The CBI investigations into a possible connection of Rujira Naroola Banerjee, wife of West Bengal chief minister Mamata Banerjee’s nephew and Trinamool Party’s Lok Sabha member Abhishek Banerjee, with the ongoing coal mining scandal in the state and money trail may have more to do with the growing pre-poll feud between TMC and BJP in the state than with any substance. It may also be meant to divert the public attention from CBI’s failure to apprehend main suspects in the case, including Anup Majhi alias Lala and Vinay Mishra. Vinay Mishra is the TMC youth wing’s general secretary. The investigating agency had issued a look-out notice against both Majhi and Mishra. Majhi was recently interrogated by CBI. CBI and Enforcement Directorate (ED) raided Majhi’s 20 offices in Kolkata and a few offices in Dhanbad, Purulia and Asansol. The agencies claimed that they found documents linking both Majhi and Mishra to an illegal coal empire worth Rs. 20,000 crores.
Incidentally, CBI’s past records of dealing with the country’s mining mafia is abysmally poor. The reason behind it may be the alleged involvement of some of the country’s political hubris, including state chief ministers belonging to both the ruling party at the centre and states and its opposition. Going by such records, there is little reason to believe that the questioning of Rujira Naroola Banerjee and her sister, Menaka Gambhir, who also lives in Kolkata, will yield any conclusive and legally tenable evidence in the massive illegal coal mining case. However, such pre-poll investigations and standard ‘media leaks’ may have an impact on TMC’s poll campaign in the state. No one is guilty till proved in a court of law. Media reports alleging Rujira having foreign bank accounts with transaction records also may not mean much if she is a Person of Indian Origin (PIO) from Thailand or an Overseas Indian (OCI). Under both circumstances, she can have foreign bank accounts. Seemingly, her foreign status appears to be one grey area that may concern both Rujira and her husband more than her involvement in the coal case or alleged overseas bank transaction case, which are difficult to prove.

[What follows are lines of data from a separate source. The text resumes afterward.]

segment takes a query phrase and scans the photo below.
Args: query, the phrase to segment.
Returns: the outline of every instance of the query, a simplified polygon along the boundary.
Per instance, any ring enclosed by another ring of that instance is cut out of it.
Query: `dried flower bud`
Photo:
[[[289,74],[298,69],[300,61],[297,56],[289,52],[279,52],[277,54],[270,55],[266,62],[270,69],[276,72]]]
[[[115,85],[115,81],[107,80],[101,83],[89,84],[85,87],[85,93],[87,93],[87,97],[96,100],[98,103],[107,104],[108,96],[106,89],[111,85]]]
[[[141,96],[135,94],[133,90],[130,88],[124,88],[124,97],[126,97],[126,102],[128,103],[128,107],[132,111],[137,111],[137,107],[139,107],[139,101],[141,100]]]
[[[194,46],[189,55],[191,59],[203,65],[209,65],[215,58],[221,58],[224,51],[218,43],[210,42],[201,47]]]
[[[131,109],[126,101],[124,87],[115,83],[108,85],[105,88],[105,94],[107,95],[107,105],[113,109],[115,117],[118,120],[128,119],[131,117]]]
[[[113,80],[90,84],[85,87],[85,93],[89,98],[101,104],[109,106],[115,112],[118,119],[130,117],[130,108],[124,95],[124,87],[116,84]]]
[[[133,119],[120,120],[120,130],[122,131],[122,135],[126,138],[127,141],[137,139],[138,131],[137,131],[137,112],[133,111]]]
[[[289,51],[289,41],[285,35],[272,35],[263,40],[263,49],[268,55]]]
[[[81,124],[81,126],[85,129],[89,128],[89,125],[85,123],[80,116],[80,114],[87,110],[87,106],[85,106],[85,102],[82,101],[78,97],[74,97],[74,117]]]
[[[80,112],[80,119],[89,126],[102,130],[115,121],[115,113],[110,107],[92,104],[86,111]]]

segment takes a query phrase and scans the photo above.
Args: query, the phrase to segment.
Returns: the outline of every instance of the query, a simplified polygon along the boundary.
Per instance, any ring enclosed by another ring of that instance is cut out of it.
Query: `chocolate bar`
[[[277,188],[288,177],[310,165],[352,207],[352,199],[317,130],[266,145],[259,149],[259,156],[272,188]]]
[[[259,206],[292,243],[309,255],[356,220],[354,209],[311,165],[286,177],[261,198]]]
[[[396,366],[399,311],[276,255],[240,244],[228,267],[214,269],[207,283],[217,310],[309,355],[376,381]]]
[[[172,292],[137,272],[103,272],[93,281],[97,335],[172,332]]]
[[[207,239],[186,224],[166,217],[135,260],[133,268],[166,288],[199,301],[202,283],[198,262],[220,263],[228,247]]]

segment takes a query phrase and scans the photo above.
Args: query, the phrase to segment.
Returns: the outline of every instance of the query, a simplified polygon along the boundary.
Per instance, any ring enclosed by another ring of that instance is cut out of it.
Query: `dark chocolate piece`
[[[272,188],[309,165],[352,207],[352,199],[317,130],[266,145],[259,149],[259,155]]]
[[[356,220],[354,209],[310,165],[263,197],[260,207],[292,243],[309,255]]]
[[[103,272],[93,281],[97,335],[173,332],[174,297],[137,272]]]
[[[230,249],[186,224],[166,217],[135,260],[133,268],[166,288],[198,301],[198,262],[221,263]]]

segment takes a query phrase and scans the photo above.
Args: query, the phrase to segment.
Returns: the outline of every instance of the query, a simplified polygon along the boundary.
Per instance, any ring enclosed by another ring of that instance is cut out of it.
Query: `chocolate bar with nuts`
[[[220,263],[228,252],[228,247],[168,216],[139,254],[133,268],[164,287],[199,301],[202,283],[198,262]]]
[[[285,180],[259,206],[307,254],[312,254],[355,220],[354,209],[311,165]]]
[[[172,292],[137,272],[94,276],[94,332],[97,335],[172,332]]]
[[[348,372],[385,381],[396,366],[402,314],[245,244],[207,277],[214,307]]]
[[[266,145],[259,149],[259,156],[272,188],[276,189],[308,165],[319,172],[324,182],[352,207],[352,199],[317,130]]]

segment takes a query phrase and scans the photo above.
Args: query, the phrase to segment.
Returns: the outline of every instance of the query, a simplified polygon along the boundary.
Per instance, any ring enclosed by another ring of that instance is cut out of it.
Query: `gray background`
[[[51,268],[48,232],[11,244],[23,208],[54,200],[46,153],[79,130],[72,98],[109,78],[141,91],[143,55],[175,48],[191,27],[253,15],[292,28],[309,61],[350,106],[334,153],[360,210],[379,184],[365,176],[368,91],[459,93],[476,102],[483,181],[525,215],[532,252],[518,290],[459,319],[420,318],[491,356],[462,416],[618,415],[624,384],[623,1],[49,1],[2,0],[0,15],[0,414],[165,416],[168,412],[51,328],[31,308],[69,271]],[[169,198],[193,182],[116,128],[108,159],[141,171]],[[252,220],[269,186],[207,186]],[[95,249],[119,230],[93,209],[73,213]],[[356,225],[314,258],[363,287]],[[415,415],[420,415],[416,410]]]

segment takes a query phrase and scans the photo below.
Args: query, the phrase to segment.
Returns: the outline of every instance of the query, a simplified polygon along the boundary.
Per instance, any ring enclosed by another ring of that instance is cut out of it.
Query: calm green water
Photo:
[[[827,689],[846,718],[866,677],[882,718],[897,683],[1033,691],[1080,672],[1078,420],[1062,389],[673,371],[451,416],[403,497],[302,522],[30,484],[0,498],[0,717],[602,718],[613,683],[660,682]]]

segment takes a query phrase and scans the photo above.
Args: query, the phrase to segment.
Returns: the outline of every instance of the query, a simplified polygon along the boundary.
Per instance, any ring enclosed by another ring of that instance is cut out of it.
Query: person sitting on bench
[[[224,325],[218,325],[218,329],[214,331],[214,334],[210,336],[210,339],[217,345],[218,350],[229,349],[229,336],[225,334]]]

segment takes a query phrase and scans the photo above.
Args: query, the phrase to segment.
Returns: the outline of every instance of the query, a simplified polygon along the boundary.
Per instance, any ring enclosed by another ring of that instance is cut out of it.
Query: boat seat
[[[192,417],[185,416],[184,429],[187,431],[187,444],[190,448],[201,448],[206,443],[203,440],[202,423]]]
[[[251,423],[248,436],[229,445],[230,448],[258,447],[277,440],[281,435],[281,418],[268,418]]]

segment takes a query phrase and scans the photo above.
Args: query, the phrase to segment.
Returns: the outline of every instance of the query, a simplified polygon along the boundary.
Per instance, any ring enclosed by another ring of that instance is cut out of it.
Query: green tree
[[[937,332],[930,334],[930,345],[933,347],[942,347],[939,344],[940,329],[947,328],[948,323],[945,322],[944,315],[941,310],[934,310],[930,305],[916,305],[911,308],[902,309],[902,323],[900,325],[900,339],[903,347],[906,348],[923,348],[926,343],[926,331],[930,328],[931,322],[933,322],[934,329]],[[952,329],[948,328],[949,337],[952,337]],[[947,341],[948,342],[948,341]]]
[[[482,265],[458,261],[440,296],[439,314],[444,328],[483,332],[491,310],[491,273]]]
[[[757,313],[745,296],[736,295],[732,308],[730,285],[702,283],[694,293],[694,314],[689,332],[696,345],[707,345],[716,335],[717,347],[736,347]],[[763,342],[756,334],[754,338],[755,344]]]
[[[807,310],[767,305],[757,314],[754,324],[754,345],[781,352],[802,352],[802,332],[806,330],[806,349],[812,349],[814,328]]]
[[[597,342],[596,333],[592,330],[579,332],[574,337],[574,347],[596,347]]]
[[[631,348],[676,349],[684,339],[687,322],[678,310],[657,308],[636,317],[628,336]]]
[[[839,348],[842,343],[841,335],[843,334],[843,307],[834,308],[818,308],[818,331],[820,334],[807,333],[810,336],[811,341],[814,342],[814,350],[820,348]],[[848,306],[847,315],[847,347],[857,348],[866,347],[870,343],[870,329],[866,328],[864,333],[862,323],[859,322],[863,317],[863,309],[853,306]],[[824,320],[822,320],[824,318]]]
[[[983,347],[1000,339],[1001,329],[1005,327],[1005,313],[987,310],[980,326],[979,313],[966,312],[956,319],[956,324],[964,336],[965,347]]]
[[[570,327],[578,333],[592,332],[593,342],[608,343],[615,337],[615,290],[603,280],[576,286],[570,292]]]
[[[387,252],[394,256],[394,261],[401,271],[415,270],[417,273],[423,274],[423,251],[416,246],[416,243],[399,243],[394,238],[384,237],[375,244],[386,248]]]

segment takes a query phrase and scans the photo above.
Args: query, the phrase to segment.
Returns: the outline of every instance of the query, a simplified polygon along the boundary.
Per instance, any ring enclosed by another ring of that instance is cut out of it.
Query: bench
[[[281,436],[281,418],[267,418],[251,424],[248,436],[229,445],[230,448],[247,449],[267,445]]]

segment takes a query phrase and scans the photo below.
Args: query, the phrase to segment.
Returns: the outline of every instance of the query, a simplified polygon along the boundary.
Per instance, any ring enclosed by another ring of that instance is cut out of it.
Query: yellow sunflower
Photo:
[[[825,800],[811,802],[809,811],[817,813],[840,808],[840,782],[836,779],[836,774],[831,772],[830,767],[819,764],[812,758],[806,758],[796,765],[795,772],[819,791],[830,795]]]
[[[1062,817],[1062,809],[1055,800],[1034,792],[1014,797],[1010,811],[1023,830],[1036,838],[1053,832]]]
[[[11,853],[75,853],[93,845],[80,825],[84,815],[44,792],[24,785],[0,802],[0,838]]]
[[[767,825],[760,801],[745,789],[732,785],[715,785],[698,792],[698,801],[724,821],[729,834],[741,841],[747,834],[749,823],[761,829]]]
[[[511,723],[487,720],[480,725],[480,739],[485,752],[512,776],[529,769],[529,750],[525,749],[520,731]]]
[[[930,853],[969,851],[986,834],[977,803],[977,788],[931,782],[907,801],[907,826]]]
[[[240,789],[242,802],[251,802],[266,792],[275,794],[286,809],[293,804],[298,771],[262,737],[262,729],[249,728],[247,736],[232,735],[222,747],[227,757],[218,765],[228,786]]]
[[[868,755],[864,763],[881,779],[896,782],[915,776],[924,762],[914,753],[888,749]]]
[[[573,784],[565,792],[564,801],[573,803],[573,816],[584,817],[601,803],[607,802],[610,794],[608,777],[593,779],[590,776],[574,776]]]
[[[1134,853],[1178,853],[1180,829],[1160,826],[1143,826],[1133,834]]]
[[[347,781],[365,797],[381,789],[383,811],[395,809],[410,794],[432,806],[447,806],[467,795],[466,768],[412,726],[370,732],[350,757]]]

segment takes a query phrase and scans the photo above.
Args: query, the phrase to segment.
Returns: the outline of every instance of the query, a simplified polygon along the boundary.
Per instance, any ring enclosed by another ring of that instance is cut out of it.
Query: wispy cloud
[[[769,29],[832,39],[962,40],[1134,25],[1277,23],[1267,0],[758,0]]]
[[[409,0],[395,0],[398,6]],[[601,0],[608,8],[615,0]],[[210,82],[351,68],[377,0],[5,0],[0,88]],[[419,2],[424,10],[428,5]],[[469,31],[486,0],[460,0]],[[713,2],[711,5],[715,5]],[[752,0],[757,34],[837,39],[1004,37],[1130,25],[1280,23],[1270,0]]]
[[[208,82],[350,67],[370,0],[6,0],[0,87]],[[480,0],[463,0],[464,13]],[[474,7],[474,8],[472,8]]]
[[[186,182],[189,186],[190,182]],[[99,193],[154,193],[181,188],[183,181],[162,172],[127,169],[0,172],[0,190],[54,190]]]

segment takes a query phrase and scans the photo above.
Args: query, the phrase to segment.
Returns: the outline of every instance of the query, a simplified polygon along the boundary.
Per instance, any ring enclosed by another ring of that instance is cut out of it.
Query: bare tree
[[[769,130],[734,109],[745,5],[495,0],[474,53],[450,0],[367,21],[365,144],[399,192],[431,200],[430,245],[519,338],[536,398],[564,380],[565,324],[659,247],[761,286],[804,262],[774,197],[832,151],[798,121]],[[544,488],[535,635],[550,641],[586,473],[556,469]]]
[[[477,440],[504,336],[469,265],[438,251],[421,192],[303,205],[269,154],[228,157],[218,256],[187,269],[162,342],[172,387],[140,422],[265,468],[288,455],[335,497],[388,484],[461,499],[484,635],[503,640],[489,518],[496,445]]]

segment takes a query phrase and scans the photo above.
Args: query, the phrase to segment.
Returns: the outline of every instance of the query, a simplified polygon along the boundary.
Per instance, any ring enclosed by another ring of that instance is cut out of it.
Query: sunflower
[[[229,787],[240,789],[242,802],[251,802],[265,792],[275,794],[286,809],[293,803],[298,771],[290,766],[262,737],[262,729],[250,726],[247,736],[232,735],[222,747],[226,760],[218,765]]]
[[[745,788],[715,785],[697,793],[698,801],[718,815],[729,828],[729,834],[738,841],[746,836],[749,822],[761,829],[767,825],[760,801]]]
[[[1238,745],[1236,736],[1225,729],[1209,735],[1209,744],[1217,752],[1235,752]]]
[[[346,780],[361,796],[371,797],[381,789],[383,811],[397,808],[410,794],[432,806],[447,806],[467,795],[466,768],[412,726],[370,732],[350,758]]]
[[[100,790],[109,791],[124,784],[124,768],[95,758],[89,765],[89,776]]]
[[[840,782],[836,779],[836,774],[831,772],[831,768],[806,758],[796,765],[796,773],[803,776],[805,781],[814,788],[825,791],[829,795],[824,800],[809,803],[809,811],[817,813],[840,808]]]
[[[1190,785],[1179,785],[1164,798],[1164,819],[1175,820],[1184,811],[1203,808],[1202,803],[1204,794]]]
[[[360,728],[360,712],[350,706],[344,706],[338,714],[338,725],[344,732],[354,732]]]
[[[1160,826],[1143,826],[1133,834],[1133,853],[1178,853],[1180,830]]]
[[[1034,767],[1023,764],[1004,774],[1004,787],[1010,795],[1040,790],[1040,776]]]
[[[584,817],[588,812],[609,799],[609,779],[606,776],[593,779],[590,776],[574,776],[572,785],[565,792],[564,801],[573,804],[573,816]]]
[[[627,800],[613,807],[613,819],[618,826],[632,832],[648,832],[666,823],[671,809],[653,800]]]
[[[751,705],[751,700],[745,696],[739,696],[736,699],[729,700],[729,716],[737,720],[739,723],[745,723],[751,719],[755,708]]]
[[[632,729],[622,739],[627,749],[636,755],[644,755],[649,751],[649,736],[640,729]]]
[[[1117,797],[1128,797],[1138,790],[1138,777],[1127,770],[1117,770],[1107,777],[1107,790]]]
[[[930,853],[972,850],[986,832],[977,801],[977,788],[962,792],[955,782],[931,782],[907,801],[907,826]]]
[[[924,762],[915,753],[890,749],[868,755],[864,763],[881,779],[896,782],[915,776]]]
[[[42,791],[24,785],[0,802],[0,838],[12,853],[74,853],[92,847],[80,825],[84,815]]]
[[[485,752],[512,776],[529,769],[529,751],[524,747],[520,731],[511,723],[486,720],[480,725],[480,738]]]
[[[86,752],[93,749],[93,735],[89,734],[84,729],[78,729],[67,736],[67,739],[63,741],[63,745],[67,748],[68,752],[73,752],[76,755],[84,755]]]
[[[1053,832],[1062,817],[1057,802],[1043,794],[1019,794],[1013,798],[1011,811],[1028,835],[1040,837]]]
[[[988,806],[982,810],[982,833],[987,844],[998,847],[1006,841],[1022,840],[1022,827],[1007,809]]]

CBI has performed very badly in high-profile cases, involving top politicians and businessmen. In 2012, then vigilance commissioner R Srikumar lamented that an internal study by CBI had shown that “its conviction rate is a shocking 3.96 percent.” Many suffered jail and ignominies at the hands of CBI though it mostly failed in prosecution proceedings. Over the last 10 years, CBI had questioned several ministers and chief ministers, MPs and MLAs in connection with mining scams, ponzi scams and other financial scandals. Many of them were arrested and jailed, but very few were convicted for want of concrete evidence. This may have induced the West Bengal CM to go for an all-out offensive against pre-poll CBI investigations, maybe aiming to ultimately fix Abhishek Banerjee. ‘Bhaipo’ (the nephew) has been publicly accused of spearheading a ‘cut money’ culture in the state by the Prime Minister, union home minister, BJP’s national president and the party’s local leaders. However, Mamata’s populism is a big barrier to break. All are waiting to see CBI’s next move.